Jillian Ambrose Energy correspondent 

UK firm’s solar power breakthrough could make world’s most efficient panels by 2021

Oxford PV says tech based on perovskite crystal can generate almost a third more electricity
  
  

Oxford PV’s perovskite-on-silicon solar cell
Oxford PV’s perovskite-on-silicon solar cell surpassed the best performing silicon-only solar cell by reaching a new world record of 27.3% in June 2018. Photograph: Luca Abbiento Www.abbiento.de/Luca Abbiento

British rooftops could be hosting a breakthrough in new solar power technology by next summer, using a crystal first discovered more than 200 years ago to help harness more of the sun’s power.

An Oxford-based solar technology firm hopes by the end of the year to begin manufacturing the world’s most efficient solar panels, and become the first to sell them to the public within the next year.

Oxford PV claims that the next-generation solar panels will be able to generate almost a third more electricity than traditional silicon-based solar panels by coating the panels with a thin layer of a crystal material called perovskite.

The breakthrough would offer the first major step-change in solar power generation since the technology emerged in the 1950s, and could play a major role in helping to tackle the climate crisis by increasing clean energy.

By coating a traditional solar power cell with perovskite a solar panel can increase its power generation, and lower the overall costs of the clean electricity, because the crystal is able to absorb different parts of the solar spectrum than traditional silicon.

Typically a silicon solar cell is able to convert up to about 22% of the available solar energy into electricity. But in June 2018, Oxford PV’s perovskite-on-silicon solar cell surpassed the best performing silicon-only solar cell by reaching a new world record of 27.3%.

The perovskite-coated panels will appear different too. Instead of the blue tint usually associated with traditional silicon panels, Oxford PV’s panels will appear black and blend in better with rooftop slates.

The mineral perovskite, also known as the crystal calcium titanate, was first discovered by a Russian mineralogist in the Ural mountains in 1839. In the last 10 years, scientists around the world have been locked in a race to engineer chemical compounds based upon the perovskite crystal structure but that are able to generate more renewable electricity at a lower cost.

Dr Chris Case, the chief technology officer at Oxford PV, said using perovskite represents “a true change” for solar technology, which has remained relatively unchanged since the silicon-based panels developed in the 1950s.

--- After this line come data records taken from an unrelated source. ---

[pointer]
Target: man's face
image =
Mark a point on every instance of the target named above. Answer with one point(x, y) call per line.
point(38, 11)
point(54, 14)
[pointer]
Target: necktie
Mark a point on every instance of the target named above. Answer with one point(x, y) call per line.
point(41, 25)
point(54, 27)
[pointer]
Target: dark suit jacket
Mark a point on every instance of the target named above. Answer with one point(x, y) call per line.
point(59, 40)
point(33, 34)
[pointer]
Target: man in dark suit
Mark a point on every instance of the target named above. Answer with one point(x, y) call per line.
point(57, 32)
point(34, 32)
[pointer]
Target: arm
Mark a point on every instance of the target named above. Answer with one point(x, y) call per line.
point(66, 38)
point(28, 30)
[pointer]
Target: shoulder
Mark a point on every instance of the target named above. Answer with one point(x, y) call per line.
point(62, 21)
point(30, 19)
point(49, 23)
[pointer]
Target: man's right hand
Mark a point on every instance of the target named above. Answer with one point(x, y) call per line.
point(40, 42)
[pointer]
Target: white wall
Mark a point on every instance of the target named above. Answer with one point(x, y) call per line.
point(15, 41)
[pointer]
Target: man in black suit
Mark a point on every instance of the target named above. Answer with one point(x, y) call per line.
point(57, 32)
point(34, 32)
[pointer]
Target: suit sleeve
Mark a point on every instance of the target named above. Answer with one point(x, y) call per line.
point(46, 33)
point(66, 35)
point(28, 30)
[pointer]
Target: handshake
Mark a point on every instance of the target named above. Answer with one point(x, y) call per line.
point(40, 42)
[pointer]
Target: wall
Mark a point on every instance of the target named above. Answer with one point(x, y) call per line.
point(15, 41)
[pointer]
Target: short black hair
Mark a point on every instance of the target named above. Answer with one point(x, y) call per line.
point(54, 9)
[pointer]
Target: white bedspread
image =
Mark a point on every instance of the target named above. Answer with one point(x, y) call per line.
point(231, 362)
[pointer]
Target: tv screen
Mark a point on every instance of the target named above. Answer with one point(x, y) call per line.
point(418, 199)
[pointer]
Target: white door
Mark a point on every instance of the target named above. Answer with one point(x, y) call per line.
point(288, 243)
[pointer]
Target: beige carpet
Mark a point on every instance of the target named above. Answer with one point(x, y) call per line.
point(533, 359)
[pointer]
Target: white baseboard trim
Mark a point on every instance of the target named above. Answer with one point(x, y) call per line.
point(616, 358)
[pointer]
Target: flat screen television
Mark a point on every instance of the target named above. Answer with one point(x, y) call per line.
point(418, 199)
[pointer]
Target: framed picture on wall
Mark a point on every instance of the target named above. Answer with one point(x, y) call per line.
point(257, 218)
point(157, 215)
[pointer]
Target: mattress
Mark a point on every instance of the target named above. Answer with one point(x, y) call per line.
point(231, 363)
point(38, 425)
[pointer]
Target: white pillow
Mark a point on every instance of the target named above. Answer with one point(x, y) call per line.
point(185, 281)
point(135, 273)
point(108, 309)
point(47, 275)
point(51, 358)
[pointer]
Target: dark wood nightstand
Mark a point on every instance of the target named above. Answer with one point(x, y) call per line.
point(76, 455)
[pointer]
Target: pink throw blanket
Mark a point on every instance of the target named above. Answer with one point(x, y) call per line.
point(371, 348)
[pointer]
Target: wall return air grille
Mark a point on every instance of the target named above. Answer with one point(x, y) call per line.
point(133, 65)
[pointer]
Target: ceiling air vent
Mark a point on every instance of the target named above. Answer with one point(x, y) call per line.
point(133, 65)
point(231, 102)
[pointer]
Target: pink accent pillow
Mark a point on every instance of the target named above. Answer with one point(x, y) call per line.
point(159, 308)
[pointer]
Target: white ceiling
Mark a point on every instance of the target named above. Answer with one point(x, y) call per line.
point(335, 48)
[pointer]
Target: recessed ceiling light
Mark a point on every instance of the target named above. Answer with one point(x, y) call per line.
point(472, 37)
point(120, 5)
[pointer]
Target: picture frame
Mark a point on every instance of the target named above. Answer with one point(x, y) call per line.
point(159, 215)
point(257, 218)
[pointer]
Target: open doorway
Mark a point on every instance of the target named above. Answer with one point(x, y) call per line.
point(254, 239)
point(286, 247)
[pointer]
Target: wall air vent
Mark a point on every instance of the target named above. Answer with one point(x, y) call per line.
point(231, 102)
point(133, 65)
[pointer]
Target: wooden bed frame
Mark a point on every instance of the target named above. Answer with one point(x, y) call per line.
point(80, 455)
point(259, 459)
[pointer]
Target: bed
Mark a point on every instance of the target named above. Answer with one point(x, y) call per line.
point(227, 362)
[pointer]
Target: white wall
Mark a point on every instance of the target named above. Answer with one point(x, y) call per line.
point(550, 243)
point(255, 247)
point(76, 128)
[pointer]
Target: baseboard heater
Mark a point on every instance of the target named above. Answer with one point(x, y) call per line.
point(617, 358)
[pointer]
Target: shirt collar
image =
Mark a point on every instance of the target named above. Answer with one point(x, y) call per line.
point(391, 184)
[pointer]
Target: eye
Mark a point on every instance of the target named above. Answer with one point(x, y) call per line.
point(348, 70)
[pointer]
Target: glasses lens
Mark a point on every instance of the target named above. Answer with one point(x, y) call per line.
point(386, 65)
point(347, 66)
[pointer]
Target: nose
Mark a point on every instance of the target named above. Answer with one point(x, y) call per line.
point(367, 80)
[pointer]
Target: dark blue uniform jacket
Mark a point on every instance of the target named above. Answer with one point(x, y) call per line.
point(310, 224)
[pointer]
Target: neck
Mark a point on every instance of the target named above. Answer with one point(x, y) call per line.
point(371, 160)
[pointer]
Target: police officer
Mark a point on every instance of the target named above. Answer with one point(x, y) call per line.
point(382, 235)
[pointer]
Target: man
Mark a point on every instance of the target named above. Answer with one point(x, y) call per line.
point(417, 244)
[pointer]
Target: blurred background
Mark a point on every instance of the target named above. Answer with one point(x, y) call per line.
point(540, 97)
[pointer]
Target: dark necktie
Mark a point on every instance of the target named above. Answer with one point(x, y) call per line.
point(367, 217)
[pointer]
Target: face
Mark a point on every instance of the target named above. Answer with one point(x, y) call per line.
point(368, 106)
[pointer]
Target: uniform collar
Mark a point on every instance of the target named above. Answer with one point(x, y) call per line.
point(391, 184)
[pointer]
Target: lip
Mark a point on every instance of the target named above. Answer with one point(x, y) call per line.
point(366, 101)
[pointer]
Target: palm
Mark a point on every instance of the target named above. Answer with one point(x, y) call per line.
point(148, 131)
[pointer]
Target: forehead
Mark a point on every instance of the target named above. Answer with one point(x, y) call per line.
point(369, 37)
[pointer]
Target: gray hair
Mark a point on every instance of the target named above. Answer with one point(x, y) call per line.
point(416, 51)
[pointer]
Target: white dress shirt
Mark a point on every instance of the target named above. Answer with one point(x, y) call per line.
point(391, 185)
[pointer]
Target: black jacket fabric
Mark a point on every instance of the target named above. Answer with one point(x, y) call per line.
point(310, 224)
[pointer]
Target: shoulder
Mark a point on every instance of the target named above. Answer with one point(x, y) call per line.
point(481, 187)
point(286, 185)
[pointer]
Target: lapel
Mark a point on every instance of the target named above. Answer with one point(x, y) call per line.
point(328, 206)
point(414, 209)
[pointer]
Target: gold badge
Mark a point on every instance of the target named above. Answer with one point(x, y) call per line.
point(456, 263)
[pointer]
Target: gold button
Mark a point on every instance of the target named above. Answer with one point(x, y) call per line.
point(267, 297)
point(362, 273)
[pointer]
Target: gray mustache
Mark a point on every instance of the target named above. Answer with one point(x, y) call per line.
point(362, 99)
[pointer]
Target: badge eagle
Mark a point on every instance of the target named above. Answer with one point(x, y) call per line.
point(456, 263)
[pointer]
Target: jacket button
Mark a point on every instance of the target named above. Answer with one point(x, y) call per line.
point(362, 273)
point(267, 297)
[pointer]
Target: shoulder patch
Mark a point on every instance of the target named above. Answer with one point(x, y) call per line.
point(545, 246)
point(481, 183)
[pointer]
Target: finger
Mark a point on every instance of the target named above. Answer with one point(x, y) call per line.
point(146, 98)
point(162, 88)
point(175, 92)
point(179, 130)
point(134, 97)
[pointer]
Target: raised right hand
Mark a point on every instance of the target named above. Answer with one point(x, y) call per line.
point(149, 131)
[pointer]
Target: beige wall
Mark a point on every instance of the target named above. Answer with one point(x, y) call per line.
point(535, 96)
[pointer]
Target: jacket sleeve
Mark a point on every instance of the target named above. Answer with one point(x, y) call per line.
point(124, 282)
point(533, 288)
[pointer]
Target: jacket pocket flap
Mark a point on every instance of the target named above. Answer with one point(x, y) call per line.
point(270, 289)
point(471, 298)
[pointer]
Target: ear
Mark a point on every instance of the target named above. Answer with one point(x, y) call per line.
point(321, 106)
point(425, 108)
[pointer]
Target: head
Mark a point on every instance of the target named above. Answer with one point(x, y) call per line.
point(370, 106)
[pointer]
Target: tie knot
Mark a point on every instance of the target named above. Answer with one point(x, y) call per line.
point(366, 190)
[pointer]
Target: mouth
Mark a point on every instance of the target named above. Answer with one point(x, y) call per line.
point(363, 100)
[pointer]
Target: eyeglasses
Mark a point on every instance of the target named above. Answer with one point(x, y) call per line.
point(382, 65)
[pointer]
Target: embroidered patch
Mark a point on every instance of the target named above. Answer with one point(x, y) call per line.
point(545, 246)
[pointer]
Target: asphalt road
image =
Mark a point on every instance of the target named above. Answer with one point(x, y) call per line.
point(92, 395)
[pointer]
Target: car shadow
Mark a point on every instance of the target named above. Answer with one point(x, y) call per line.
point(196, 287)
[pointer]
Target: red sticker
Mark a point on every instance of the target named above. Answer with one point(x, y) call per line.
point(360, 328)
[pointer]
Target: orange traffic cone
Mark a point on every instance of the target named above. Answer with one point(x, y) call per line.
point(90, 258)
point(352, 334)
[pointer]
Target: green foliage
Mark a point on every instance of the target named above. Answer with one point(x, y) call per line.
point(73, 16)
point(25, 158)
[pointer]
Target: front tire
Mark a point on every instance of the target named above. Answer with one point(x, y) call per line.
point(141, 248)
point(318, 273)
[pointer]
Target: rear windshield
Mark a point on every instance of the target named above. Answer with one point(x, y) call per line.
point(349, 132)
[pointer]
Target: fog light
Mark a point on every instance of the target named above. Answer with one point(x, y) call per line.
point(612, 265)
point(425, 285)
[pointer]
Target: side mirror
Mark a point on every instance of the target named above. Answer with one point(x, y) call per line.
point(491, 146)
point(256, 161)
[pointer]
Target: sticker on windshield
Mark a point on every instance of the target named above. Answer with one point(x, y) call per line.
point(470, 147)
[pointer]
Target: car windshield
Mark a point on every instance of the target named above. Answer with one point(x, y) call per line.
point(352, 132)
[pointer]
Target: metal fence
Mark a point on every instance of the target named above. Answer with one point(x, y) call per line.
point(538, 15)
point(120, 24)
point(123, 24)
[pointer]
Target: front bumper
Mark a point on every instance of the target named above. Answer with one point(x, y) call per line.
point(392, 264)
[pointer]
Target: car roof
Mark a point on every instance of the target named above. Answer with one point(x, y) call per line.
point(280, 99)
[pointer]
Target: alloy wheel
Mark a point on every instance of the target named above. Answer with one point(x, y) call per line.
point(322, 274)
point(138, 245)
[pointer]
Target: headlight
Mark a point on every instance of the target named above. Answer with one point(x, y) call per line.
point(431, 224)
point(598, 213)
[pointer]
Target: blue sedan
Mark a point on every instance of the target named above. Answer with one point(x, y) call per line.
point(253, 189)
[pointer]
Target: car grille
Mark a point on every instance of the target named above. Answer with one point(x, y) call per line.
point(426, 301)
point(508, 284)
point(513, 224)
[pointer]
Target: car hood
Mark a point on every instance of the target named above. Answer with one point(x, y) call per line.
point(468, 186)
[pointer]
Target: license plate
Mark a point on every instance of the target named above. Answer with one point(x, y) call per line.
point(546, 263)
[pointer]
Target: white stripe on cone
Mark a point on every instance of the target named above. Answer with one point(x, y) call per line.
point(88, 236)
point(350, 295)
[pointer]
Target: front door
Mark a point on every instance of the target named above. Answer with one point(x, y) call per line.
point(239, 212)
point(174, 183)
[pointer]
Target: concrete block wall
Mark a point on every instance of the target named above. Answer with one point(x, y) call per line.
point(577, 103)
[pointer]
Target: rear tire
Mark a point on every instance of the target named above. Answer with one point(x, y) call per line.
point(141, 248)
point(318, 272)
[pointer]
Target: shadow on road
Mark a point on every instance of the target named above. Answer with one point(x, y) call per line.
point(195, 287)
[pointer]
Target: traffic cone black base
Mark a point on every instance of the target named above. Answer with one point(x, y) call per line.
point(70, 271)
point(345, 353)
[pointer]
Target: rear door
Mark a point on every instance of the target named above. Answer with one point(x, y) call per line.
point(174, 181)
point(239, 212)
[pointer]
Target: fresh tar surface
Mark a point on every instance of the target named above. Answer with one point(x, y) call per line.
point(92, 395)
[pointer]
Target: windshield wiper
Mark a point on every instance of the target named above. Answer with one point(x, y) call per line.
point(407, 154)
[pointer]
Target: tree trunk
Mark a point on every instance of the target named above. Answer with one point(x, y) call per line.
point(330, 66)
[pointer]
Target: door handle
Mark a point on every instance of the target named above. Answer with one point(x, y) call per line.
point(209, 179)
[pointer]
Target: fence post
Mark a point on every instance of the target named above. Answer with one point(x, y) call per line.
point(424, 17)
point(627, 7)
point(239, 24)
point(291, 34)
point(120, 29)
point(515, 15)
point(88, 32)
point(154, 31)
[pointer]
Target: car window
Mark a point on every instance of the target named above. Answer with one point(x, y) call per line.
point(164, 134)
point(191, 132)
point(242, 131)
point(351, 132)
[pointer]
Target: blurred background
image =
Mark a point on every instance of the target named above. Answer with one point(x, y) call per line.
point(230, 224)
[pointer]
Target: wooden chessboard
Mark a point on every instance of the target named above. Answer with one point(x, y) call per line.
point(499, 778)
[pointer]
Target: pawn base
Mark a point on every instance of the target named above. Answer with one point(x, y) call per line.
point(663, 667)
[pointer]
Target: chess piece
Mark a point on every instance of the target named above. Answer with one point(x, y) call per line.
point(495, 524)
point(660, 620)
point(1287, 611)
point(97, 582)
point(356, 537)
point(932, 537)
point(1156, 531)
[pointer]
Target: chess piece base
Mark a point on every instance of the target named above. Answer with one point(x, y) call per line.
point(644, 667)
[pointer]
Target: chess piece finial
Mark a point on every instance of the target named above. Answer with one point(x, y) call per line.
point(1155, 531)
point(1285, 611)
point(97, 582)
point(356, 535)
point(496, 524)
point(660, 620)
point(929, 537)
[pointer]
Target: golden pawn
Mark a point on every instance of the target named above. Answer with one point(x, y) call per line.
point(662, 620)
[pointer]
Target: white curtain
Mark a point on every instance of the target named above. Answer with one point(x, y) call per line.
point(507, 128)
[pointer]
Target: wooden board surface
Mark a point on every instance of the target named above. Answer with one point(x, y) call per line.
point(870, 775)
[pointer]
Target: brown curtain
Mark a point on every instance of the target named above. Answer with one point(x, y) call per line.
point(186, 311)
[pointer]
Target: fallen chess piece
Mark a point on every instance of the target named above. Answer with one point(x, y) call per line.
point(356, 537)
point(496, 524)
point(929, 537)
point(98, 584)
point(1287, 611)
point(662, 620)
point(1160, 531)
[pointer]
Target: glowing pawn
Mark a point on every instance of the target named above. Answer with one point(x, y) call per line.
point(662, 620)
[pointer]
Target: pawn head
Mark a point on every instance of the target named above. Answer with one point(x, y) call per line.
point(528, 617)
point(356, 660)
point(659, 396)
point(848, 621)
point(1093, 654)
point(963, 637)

“Silicon has reached its culmination of capability,” he said. “There are residual improvements to be made, and cost of production opportunities, but from a performance standpoint it is at its efficiency limit. The perovskite material is something totally innovative for solar.”

The company won £100,000 of funding from the UK government in 2010, before attracting equity investment from Norwegian oil giant Equinor, Legal & General Capital and the Chinese renewables giant Goldwind.

Frank Averdung, Oxford PV’s chief executive, said the company will be able to steal a march on the first commercially available solar panels which use perovskite to improve solar generation against the company’s rivals.

“There are other companies working on perovskite, of course, and these other companies will eventually have a commercial focus, but none of these companies has the same focus on the combination of silicon and perovskite which we do,” he said.

• This article was amended on 19 August 2020 to better describe perovskite.